On Mon, 19 Mar 2012, Eric Botcazou wrote:
> > No, about the disagreement of the precision of ptrdiff_t and that
> > of sizetype. See c-common.c:pointer_int_sum:
> > /* Convert the integer argument to a type the same size as sizetype
> > so the multiply won't overflow spuriously. */
> > if (TYPE_PRECISION (TREE_TYPE (intop)) != TYPE_PRECISION (sizetype)
> > || TYPE_UNSIGNED (TREE_TYPE (intop)) != TYPE_UNSIGNED (sizetype))
> > intop = convert (c_common_type_for_size (TYPE_PRECISION (sizetype),
> > TYPE_UNSIGNED (sizetype)),
> > intop);
> > and consider what happens for example on m32c - we truncate the
> > 24bit ptrdiff_t to the 16bit sizetype, losing bits. And we are
> > performing the index * size multiplication in a maybe artificially
> > large type, losing information about overflow behavior and possibly
> > generating slow code for no good reason.
> That seems to be again the POINTER_PLUS_EXPR issue, not sizetype per se.

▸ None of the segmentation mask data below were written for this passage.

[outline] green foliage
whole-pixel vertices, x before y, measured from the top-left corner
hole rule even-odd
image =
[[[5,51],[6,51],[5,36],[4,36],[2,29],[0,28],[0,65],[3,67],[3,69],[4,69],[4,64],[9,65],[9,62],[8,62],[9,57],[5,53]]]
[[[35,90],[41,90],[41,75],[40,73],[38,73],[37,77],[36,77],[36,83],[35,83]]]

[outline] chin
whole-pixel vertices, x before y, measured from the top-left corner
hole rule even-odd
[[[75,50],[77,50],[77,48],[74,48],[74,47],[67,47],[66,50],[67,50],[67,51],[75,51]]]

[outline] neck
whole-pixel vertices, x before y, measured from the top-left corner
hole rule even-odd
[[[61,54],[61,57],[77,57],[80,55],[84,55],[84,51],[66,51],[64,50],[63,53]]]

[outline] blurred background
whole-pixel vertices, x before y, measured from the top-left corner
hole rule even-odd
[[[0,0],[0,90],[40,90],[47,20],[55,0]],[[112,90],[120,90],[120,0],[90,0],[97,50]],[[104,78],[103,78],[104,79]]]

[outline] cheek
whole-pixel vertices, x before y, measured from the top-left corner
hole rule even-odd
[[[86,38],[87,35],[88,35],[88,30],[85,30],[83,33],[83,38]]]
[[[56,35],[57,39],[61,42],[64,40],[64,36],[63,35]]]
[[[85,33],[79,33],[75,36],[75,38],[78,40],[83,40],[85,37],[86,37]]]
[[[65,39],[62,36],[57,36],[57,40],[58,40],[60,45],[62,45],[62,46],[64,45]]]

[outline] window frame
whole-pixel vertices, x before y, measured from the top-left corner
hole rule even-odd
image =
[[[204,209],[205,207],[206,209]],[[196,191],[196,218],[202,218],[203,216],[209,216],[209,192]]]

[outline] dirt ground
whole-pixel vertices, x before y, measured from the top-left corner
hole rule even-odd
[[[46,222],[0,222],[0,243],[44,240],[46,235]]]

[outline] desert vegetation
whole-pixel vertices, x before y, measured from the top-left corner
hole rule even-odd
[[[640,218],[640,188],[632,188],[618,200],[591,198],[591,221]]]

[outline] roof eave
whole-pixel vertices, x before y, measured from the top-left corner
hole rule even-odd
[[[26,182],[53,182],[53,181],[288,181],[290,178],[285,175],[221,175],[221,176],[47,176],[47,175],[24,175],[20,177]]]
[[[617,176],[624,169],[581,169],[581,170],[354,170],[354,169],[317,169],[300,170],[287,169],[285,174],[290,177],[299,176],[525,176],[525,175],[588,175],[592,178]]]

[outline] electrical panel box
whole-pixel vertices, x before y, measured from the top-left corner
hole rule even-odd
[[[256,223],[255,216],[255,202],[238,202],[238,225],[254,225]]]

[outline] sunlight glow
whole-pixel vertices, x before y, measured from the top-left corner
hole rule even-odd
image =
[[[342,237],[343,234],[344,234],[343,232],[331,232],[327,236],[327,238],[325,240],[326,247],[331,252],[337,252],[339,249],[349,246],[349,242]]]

> > Well, because if sizetype is SImode (with -m32) and bitsizetype DImode
> > (we round up its precision to 64bits) then a negative byte-offset
> > in the unsigned sizetype is 0xffff for example. When we then perform
> > arithmetic on bits, say (bitsizetype)sz * BITS_PER_UNIT + 9 we get
> > 0xffff * 8 == 0x80001 (oops) + 9 == 0x80001. bitsizetype is of too
> > large precision to be a modulo-arithmetic bit-equivalent to sizetype
> > (at least for our constant-folding code) for "negative" offsets.
> OK. The definitive fix would be to use ssizetype for offsets and restrict
> sizetype to size calculations. Changing the precision would be a kludge.